Prompt à critiquer les rouages d’un milieu où l’on sacrifie souvent la beauté sur l’autel des critères commerciaux, l’écrivain oppose la tradition de l’artisan à la rigueur administrative des grandes maisons d’édition. Il en profite aussi pour critiquer les Salons du livre qui, autrefois lieux de découverte, seraient devenus de grandes foires commerciales. "Sans compter cette logique médiatique qui laisse dans l’ombre de quelques écrivains vedettes, souvent français, des auteurs qui mériteraient beaucoup plus d’attention."

édition illimitée
Depuis 1995, entre l’écriture de quelque nouveau téléroman et la culture de son potager, Victor-Lévy Beaulieu s’occupe amoureusement de ses Éditions Trois-Pistoles, petite maison qui publie, on s’en doute, sans compromis commerciaux. Il admet cependant faire survivre la maison grâce à ses cachets de téléromancier. "Je trouve ça un peu décourageant de constater qu’après toutes ces années, je suis encore au même point, qu’il est aussi difficile qu’il y a 30 ans de lancer une maison d’édition."
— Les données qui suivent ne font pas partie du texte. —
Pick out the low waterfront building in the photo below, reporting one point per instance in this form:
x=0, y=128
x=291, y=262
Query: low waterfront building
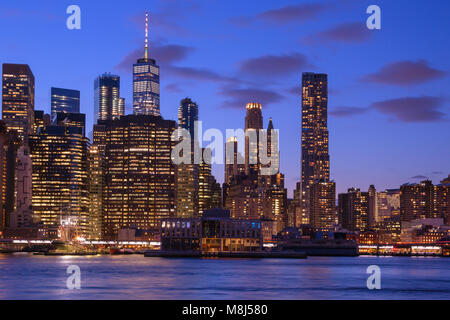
x=215, y=231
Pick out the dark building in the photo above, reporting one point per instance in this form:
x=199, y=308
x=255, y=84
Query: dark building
x=9, y=145
x=354, y=210
x=139, y=175
x=18, y=98
x=64, y=100
x=107, y=101
x=72, y=120
x=60, y=186
x=322, y=199
x=425, y=200
x=146, y=83
x=187, y=174
x=253, y=123
x=315, y=156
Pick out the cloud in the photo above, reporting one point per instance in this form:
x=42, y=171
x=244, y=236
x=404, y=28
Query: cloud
x=419, y=177
x=405, y=73
x=345, y=111
x=239, y=97
x=297, y=13
x=163, y=54
x=198, y=74
x=347, y=33
x=412, y=109
x=269, y=65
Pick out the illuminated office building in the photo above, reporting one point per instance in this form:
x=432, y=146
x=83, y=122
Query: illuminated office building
x=323, y=204
x=18, y=98
x=146, y=83
x=64, y=100
x=315, y=160
x=139, y=175
x=60, y=186
x=107, y=102
x=22, y=216
x=9, y=145
x=71, y=120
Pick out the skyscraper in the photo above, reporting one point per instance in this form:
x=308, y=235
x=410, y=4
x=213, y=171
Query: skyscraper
x=187, y=174
x=315, y=157
x=60, y=186
x=322, y=199
x=146, y=82
x=139, y=173
x=253, y=123
x=64, y=100
x=107, y=104
x=18, y=98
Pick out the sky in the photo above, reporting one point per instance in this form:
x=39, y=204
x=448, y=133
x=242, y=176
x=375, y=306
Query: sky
x=388, y=109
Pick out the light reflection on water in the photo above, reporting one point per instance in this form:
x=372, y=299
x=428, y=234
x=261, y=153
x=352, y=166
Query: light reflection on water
x=24, y=276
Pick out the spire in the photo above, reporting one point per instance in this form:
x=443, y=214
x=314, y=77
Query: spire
x=270, y=126
x=146, y=36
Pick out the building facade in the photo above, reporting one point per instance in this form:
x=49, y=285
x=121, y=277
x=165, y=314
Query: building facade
x=139, y=175
x=315, y=162
x=60, y=186
x=18, y=98
x=214, y=232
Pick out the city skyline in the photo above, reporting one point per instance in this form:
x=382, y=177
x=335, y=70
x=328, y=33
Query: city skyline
x=372, y=157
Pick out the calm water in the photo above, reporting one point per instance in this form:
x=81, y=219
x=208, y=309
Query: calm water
x=24, y=276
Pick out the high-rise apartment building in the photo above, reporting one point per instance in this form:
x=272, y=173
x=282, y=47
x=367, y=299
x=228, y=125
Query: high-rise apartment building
x=60, y=186
x=187, y=174
x=107, y=102
x=146, y=82
x=64, y=100
x=315, y=162
x=354, y=207
x=18, y=98
x=323, y=204
x=139, y=175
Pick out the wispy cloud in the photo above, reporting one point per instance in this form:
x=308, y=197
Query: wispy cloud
x=239, y=97
x=352, y=32
x=346, y=111
x=404, y=73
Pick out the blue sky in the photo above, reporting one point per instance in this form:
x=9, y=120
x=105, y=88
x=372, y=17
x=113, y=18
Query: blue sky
x=388, y=99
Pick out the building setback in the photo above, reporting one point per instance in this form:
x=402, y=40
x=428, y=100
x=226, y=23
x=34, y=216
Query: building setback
x=18, y=98
x=64, y=100
x=60, y=186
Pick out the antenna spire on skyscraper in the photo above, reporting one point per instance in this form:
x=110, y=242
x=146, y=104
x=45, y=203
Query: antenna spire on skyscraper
x=146, y=36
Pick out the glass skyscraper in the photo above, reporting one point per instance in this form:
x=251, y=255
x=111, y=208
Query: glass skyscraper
x=107, y=102
x=65, y=100
x=18, y=98
x=146, y=83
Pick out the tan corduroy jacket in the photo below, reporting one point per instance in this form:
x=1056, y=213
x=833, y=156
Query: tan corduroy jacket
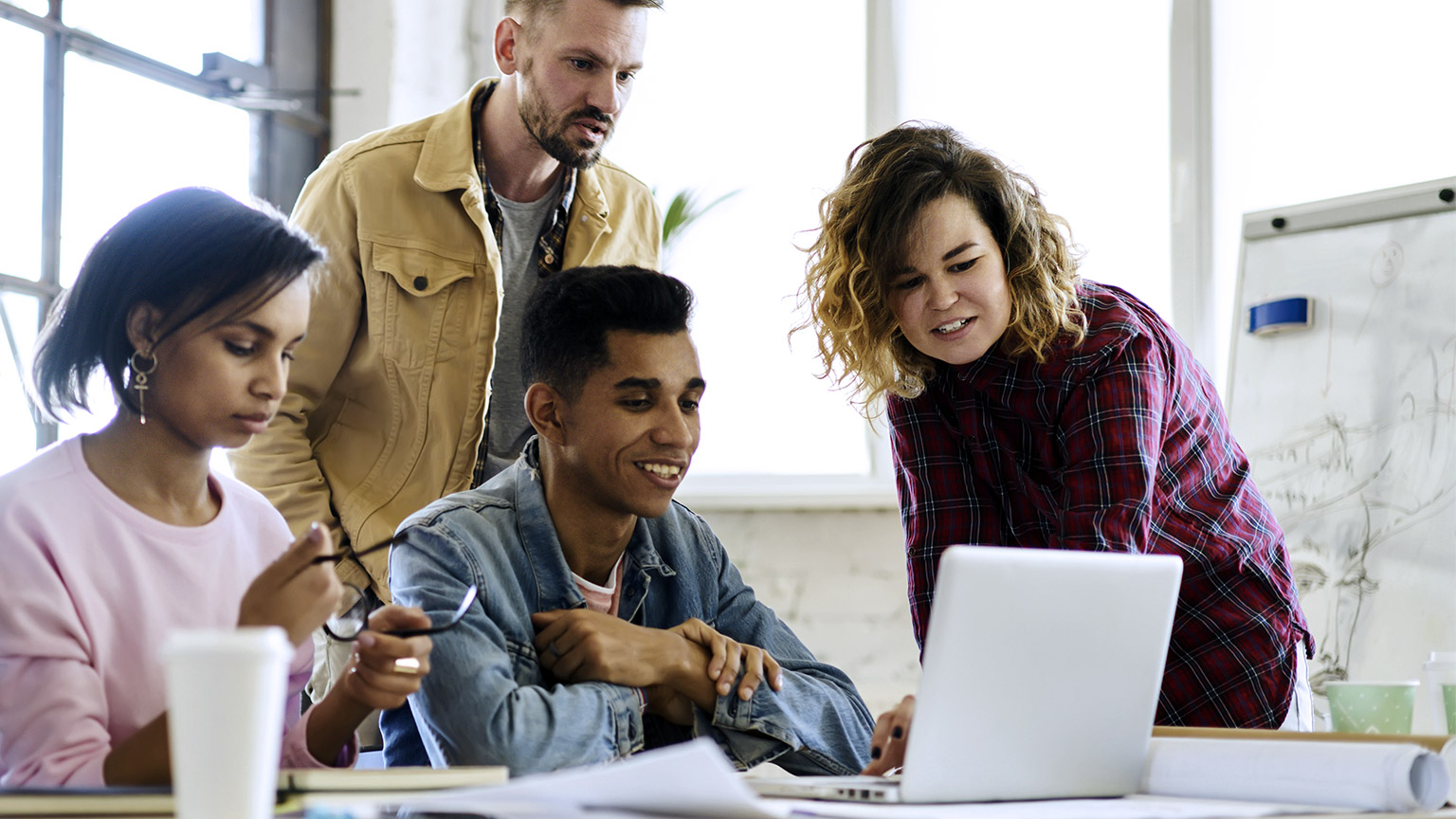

Pour se consoler, Victor-Lévy Beaulieu vient de publier un recueil de poésie (son tout premier) minuscule et fort joli, Vingt-sept petits poèmes pour jouer dans l’eau des mots. Il s’occupe aussi beaucoup de la collection "Écrire", qui donne à des auteurs l’occasion de se pencher sur le pourquoi et le comment de leur travail.

En énumérant tous les projets d’édition qu’il souhaite encore concrétiser, il souligne aussi l’importance de passer le flambeau. "Tout comme en politique, la relève, on ne s’en est guère occupé. Les principaux éditeurs québécois ont entre 55 et 65 ans. La plupart ont mal préparé la suite et vont sans doute vendre à de grandes sociétés, ou encore fermer leurs portes. Pendant ce temps-là, de jeunes éditeurs travaillent dans leur sous-sol, comme je l’ai fait, et le gros des subventions va à ceux qui en ont le moins besoin."

Victor-Lévy Beaulieu n’a pas fini de faire entendre sa voix. Par ses livres, ses choix éditoriaux, ses coups de gueule, il demeure l’un des principaux acteurs d’une littérature nationale encore et toujours à inventer.

Les Mots des autres
de Victor-Lévy Beaulieu
VLB éditeur
2001, 240 pages


Les Mots des autres
Les Mots des autres, c’est l’occasion pour Victor-Lévy Beaulieu de dire combien son imaginaire a été nourri et continue de l’être par les bouquins des autres, combien la confection d’un livre, depuis les corrections d’épreuves jusqu’aux choix typographiques, lui paraît complémentaire à l’écriture elle-même. L’auteur et éditeur y raconte ses premiers contacts avec la littérature, puis sa compréhension précoce de l’importance du travail éditorial, grâce entre autres à sa lecture de la correspondance entre Victor Hugo et son éditeur Jules Hetzel, dans laquelle l’immense écrivain fait preuve d’un souci quasi maniaque pour les différentes étapes de la fabrication du livre.

Dans ce texte truffé d’anecdotes, qui traduit tout son talent de conteur, Victor-Lévy Beaulieu retrace l’éveil et l’évolution du milieu éditorial québécois dont il fut, à partir des années 60, un témoin privilégié. Avec le franc-parler qu’on lui connaît, il donne plusieurs coups de chapeau, mais aussi quelques coups de griffes. Par exemple, il raconte dans le détail les circonstances qui ont mené à sa démission des Éditions du Jour, moins pour cause de divergences d’opinions politiques avec le futur sénateur Jacques Hébert, son patron, qu’en raison des cachotteries de ce dernier, qui redoutait la critique de son jeune directeur littéraire à l’endroit du manuscrit de tel ou tel copain de Trudeau.

Viendront la brève mais passionnante aventure des Éditions de l’Aurore, fondées en 1973 en compagnie de Léandre Bergeron et Guy Saint-Jean (en deux ans, la bande a publié près de 80 livres!), puis celle de VLB, maison fondée en 1975 et qu’il allait céder, 10 ans plus tard, à Jacques Lanctôt.

Éditeur dans l’âme, c’est aujourd’hui aux Éditions Trois-Pistoles que Victor-Lévy Beaulieu donne libre cours à sa passion pour les écrits d’autrui. "Je me suis fait demander je ne sais plus combien de fois: "Pourquoi tiens-tu tant que ça à te charger des mots des autres? Les tiens, pourtant nombreux, ne te suffisent-ils pas?" Immanquablement, j’ai répondu non, parce que les mots que j’écris ne m’aident pas toujours à vivre, n’apportent que rarement plus de beauté dans mon existence et répondent bien gauchement aux questions que je me pose", écrit-il.